减少符号回归中培训数据的数据汇总 (Data Aggregation for Reducing Training Data in Symbolic Regression) - 专知论文

会员服务 ·

0

可约的 · 随机采样 · 训练数据 · 数据缩减 · 模型评估 ·

2021 年 8 月 24 日

Data Aggregation for Reducing Training Data in Symbolic Regression

翻译：减少符号回归中培训数据的数据汇总

Lukas Kammerer,Gabriel Kronberger,Michael Kommenda

from arxiv, International Conference on Computer Aided Systems Theory 2015, pp 378-386

The growing volume of data makes the use of computationally intense machine learning techniques such as symbolic regression with genetic programming more and more impractical.
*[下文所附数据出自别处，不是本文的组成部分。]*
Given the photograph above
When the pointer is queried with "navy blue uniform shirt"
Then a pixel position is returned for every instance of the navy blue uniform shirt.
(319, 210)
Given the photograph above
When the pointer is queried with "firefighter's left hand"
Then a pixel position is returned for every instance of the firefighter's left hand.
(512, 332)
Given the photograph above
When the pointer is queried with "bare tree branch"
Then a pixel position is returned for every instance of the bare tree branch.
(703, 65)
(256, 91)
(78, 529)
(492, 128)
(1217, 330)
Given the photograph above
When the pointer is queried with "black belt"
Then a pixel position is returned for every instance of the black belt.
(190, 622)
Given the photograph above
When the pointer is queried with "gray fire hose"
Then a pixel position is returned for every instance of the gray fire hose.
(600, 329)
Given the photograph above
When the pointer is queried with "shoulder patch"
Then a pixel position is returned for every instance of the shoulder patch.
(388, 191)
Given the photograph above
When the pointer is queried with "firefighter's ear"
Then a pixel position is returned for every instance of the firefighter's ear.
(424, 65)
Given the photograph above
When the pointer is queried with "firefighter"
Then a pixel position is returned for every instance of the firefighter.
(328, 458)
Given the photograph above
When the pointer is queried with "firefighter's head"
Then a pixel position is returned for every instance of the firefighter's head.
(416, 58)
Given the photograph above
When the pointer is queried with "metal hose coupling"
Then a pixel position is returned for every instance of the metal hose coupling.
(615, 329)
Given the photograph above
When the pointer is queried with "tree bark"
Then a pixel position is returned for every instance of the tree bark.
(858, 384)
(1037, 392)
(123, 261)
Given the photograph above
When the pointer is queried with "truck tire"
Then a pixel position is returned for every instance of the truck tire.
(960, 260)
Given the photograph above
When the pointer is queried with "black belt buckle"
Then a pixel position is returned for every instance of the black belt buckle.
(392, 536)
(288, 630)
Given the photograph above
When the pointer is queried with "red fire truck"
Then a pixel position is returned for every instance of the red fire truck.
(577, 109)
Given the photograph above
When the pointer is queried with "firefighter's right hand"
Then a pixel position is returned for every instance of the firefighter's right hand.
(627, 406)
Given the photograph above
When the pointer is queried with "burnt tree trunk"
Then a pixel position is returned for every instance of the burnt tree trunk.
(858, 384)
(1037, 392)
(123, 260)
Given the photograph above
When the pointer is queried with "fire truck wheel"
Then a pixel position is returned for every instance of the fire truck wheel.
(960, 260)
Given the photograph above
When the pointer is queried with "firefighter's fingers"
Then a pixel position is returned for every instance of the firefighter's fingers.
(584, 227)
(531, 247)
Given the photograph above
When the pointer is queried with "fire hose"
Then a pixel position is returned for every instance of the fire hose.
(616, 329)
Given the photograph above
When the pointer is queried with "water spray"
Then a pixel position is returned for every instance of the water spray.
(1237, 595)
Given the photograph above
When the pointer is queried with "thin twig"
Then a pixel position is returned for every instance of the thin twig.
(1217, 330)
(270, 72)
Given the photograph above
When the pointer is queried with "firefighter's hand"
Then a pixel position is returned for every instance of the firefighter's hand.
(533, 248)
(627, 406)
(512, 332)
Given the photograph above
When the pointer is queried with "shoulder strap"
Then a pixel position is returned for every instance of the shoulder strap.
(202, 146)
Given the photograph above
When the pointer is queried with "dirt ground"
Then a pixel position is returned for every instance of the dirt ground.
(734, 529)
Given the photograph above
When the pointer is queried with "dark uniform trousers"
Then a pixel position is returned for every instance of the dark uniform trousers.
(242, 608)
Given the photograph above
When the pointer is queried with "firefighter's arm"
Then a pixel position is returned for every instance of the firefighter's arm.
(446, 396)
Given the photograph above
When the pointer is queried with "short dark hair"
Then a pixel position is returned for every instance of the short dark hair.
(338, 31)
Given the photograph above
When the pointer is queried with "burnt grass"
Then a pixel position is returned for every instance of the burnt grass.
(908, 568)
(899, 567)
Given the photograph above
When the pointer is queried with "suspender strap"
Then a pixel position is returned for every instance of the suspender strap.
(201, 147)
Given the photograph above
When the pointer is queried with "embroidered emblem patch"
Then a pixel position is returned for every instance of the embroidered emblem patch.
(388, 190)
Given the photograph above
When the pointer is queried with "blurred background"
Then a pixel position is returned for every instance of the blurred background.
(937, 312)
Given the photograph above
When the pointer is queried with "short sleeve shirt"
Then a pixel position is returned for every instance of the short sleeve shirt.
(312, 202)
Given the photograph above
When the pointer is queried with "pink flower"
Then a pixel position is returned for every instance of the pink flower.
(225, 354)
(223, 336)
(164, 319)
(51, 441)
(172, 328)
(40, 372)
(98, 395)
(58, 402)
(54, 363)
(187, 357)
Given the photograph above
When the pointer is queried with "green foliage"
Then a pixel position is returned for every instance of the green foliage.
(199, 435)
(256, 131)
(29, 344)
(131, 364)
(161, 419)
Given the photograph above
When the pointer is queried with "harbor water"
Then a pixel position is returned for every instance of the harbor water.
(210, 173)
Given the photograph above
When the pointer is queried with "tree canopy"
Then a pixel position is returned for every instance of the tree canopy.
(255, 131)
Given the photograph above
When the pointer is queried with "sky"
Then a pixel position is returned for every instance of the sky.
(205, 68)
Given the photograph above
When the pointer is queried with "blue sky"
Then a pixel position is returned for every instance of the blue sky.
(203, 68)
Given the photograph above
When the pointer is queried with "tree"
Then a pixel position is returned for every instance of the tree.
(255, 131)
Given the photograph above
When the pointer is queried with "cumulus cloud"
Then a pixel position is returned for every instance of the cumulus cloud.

This work discusses methods to reduce the training data and thereby also the runtime of genetic programming. The data is aggregated in a preprocessing step before running the actual machine learning algorithm. K-means clustering and data binning is used for data aggregation and compared with random sampling as the simplest data reduction method. We analyze the achieved speed-up in training and the effects on the trained models test accuracy for every method on four real-world data sets. The performance of genetic programming is compared with random forests and linear regression. It is shown, that k-means and random sampling lead to very small loss in test accuracy when the data is reduced down to only 30% of the original data, while the speed-up is proportional to the size of the data set. Binning on the contrary, leads to models with very high test error.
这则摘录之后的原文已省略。